I don’t feel terribly qualified to give advice on how to sucessfully procure a great article, but here are a few little tidbits from my (brief) experience:
1. Be yourself in your interview. Seriously. No, seriously. I decided early on that the only thing I would hide in my interview was my tattoos (and only because I kind of had to wear a suit), and apparently, that was a good thing. I talked about veganism, punk rock, my plans for a new metal band, my insecurity about living in my dad’s shadow, and my actual hopes and dreams for my career future.
2. Be prepared for ANYTHING, and don’t be afraid to say that you don’t know the answer to a question. I got asked a lot of very policy-oriented questions at both my first and second interviews (this might be more relevant for those of you wanting to go into criminal law, like me, but you never know – BJ might bust this kind of stuff out too), and they stumped the hell out of me. They weren’t the kinds of questions that you could really give a good answer to after only thinking for 10 seconds about, so I told my interviewers that I would normally think about the issue for a while and then gave them my preliminary thoughts. I guess that was an okay thing to do, and I was later told that interviewers would much rather you admit that you’re not sure of something than bullshit your way through.
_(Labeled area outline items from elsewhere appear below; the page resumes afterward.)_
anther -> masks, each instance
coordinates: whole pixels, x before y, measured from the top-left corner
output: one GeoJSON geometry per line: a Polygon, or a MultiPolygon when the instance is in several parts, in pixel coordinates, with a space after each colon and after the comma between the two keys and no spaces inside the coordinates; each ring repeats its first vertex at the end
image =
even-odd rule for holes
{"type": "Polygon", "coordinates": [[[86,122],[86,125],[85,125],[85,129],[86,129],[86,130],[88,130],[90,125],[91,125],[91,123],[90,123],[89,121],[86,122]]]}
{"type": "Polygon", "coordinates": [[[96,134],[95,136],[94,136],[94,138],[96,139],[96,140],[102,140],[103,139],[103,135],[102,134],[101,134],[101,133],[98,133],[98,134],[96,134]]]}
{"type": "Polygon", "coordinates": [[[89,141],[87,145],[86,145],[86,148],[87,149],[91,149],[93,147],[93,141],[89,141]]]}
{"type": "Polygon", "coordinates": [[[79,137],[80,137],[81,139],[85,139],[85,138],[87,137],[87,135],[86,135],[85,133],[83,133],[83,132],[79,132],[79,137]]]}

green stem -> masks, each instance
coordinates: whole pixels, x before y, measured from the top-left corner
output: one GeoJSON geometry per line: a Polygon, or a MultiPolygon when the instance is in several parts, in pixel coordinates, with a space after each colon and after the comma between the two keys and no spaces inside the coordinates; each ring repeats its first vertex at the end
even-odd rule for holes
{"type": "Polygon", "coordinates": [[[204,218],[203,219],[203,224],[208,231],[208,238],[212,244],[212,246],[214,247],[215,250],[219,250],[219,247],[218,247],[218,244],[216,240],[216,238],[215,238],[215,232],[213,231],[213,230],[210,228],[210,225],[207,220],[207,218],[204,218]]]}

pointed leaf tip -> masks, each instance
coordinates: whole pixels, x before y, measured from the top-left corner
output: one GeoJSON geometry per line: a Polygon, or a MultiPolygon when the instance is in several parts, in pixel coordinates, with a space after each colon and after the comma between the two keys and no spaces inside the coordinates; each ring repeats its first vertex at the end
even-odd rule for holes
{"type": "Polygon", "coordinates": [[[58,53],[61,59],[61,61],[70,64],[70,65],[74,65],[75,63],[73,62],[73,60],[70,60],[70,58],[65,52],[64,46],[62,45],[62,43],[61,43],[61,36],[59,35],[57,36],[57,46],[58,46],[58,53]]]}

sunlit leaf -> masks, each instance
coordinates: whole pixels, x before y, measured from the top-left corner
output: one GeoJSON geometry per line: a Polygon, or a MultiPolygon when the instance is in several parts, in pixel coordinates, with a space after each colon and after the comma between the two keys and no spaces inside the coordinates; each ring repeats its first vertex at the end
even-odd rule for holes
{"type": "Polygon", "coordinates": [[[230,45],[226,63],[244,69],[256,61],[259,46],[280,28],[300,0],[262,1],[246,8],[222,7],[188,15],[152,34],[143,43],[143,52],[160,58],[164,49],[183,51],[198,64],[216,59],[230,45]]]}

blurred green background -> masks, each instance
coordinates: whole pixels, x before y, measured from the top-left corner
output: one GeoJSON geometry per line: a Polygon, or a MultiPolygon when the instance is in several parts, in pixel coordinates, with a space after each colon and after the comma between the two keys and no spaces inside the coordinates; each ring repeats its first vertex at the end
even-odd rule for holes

I think that’s all I’ve got. In all honesty, it sounds like the thing you can do most about is your application package; once you get an interview, it seems like firms are looking (largely) for your personality (which you can’t really fake) and your “fit” (whatever the fuck that means) with the firm. So, I suppose that makes the moral of the story: Don’t freak out too much, and don’t skimp on your application packages, and be yourself. Okay? Okay.
Anyway, good luck to everyone else out there who’s been dealing with this. All the best wishes from me, and hopefully we’ll be back right quick to tell you all about Lefty’s article.